300-500 mg/day to decrease inflammation and soreness
Glucsosamine and chondroitin sulfate
May reduce pain and stiffness. May take 2 months to see results and can cause indigestion and nausea. Glucosamine may be contraindicated for diabetics and chondrotin should not be used by hemophiliacs or those on aspirin or blood thinners. The dosage is Glucosamine: 500 mg three times a day and Chondroitin sulfate: 400 mg three times a day. Reliable brands include:
Nutramax Cosimin DS
Sundown Osteo Bi-Flex
Thompson Gluco-Pro 900
Twinlab Maxlife GS/CS Formula
DANGEROUS SUPPLEMENTS
GBL/GHB ( Gamma butyrolactone and gamma hydroxy butryric acid) sold as Rest-Eze, Blue Nitro, Revivarant G, Ecstasy, GH Revitalizer, GHR, Remforce, Renewtrient, Gamma G. To date, use of these products has resulted in 3 deaths and 100 adverse reactions including coma and breathing difficulties. Starcaps ( TONE) contain large doses of furosemide or Lasix, a prescribed diuretic.
The following suggestions are applicable to health care providers working with athletes:
- Ask clients what they take and dose and frequency
- Ask to see the label of the product
- Document the information in the medical record
- Inquire re hydration tactics and eating habits
- Encourage clients to try only one product at a time
- Advise the athlete to discontinue supplement use if he/she notices any unusual dizziness, stomach upset, or headaches
- Be familiar with supplements
There are some excellent web sites on supplements: Listed are some of the most reputable:
www.gssiweb.com ( Gatorade Sports Science Institute web site)

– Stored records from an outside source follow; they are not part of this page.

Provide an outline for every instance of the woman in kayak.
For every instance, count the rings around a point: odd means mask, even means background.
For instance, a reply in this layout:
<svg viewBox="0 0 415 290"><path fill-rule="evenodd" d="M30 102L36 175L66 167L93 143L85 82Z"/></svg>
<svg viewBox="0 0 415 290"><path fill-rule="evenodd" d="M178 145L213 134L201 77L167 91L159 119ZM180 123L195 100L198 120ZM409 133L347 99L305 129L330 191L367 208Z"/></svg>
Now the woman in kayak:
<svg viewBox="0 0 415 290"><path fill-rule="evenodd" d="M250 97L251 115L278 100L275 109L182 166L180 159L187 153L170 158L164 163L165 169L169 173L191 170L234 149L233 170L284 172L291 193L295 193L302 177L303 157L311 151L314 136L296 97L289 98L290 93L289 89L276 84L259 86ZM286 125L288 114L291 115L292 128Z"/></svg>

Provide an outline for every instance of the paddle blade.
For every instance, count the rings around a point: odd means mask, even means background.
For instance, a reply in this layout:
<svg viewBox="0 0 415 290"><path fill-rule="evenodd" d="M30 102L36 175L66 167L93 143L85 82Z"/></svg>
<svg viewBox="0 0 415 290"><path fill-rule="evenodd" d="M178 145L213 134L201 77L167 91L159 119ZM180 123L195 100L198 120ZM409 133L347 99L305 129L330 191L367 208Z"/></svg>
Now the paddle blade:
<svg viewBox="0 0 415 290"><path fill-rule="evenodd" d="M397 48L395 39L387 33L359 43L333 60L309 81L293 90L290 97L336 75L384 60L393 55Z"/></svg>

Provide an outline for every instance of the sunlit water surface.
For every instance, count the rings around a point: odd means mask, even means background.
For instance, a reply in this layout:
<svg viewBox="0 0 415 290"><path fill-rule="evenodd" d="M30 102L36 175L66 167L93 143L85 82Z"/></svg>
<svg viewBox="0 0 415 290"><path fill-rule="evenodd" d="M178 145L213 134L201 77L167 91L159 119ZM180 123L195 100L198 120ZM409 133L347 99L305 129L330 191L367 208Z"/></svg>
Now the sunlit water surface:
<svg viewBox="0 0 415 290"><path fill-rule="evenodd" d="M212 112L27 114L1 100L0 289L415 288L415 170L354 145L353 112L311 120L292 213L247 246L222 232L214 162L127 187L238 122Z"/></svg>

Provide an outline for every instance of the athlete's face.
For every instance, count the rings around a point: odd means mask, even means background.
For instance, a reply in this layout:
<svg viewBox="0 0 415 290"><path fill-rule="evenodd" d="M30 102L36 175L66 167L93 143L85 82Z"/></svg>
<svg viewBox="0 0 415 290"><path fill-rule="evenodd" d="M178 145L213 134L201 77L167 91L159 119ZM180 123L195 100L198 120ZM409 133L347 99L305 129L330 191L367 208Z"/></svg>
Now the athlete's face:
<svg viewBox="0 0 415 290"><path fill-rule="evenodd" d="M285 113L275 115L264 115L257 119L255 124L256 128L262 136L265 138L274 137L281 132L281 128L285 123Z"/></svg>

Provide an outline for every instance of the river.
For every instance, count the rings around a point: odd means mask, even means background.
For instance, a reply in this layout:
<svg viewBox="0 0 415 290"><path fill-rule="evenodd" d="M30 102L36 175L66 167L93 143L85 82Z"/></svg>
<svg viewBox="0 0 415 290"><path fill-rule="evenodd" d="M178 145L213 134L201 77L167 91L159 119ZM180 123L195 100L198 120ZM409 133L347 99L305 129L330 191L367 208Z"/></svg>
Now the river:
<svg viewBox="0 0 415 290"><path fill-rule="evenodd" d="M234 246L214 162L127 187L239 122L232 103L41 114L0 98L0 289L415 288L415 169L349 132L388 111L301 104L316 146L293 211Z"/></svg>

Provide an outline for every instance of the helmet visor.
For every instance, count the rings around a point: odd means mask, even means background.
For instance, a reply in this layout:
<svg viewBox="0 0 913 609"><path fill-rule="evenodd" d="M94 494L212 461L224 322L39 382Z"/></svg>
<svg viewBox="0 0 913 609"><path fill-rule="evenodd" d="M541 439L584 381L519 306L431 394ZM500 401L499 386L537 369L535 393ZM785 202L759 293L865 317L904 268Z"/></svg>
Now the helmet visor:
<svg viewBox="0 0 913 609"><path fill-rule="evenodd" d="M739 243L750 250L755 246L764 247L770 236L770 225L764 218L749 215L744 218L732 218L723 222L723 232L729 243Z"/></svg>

http://dietary-supplements.info.nih.gov (Office of Dietary Supplements (NIH))
www.HerbMed.org
info@drugfreesport.com National Center for Drug Free Sports
www.consumerlab.com To test the purity of supplements
Supplements will continue to be a booming business as the athlete continues to search for ways to reach the top. To help our athletes/clients to achieve their potential, it is essential to be informed as to what and why athletes take supplements and provide factual, applicable information the athlete can use to enhance, not detract from performance.